Island In The Storm

She was a puzzle with missing pieces. She could not be whole.

And I was battle-worn and baffled. The anticipation of being with her, so long the fodder for giddy thoughts and foolish imagination began to fade, like a dying ember grudgingly surrendering its light. I would try no more to de-code this oddity. Whoever she was, she was unchangeable.

I wanted to be empty of all thoughts of her and to make peace with my troubled conscience. “Try a little harder, pray for patience, make brighter the light” – the ruminations to be shunned. Enough was enough and I vowed to be pestered no longer by determined remnants of second thoughts.

But when the heart has lost its warmth, the mind is left to entertain the emptiness. My thoughts swirled like the twister gaining strength with each rotation. I poked and prodded at each separate notion searching for clues that might account for this lunacy.

Perhaps my dogged willingness to be rebuffed came from knowing there is no medal taken in defeat. Even so, I worried I was compromising my self-respect. But would it be without virtue if there was a prize taken in the end?
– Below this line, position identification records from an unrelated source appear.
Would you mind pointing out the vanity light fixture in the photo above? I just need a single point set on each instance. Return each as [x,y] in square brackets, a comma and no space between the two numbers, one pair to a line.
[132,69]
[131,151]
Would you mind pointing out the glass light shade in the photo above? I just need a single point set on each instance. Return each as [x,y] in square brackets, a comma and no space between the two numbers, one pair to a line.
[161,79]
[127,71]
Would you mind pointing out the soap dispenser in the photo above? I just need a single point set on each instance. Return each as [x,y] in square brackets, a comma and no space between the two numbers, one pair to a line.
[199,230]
Still, petals of doubts, like currents in a stream swirled one way, caught an errant breeze and turned another. What must this be? What was I really after? Was I being selfish at her expense?

And then amidst it all there was the most sobering reality: Determination to succeed is not always a noble motivation. “Forget her! Let her find her own way,” I worked at convincing myself.

For weeks, I tried to abandon thoughts of her and to bury all related troubles. I knew time would bring refuge from the turmoil and eventually my mind would quiet. I put new energy into my writing, so often a welcome diversion from nagging thoughts.

I answered old messages from friends, immersed myself in reading, sampled a new wine and grappled to replace old thoughts with new. This was the right course.   I felt an easiness that comes when the compass finally points true north.

After a while my conscience returned. Free of uncertainty, it steered me toward the truth: I would be the one who could free her from her fears. She could find hope again. I was sure of it. It is the assurance gained surviving the cuts from the jagged edges of harsh experiences. Wavering in her social commitments and the game playing were all symptoms, grainy brush strokes that painted a portrait of mistreatment. It was palpable.

And the more so to me.  It may be that time palliates the pain that penetrates the psyche. But lingering memories take refuge in deep recesses of the mind and linger there to tease the human faculties.

Forgetting is futile. Like the starving orphan who saves scraps of every precious meal fearing the time when there is no food, her propensities toward isolation were finely honed, born of unrelenting neglect. She knew little joy. Life had taught her that she deserved no more.Pelted by stones of lasting despair and fading hopefulness, her spirit beat only the faintest pulse. And the spirit once robbed of hope, shreds the will and casts the pieces shamelessly to the wind.

If I walked away, she would be left to linger in despair and sameness. And left alone, she could not know what I knew.